Et tout ce qui va tourner autour des books va être aussi contrôlé, quand tu ira a ta banque on te demandera d'ou viennent ces virements, moneybookers paypal et consorts ( on m'a déjà posé la question )
L'État fera comme avec la redevance télé qui est passé inaperçu avec les ordinateurs et offre tv adsl, il taxera aussi les gains des books et vas y que je déclare.
Tu veux y accéder par d'autres moyen c'est simple ( en théorie ...) :
- Se barrer pour allez voir dans d'autres pays : Suisse, Belgique, Angleterre
- Tenter de n.. l'État français mais vaut mieux pas ils sont assez accrocheurs ...
- Essayer d'approfondir le coup du groupement de joueurs dans un autre pays mais ca rejoint le facteur au dessus.
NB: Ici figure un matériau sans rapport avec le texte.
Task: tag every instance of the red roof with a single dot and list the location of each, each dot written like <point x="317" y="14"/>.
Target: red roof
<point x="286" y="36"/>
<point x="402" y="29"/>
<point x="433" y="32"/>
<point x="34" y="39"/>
Apres on peut discutailler dix piges derrière l'ordi ce seront les faits qui compteront et de se bouger le cul, de mon coté j'envisage la chose comme ça, je compte m'y mettre et je compte sortir de France pour tenter l'aventure, après si quelqu'un me propose un projet, un challenge pourquoi pas ?! le seul souci c'est que je suis pas trop calé en droit, et ça a la fin ça peut compter.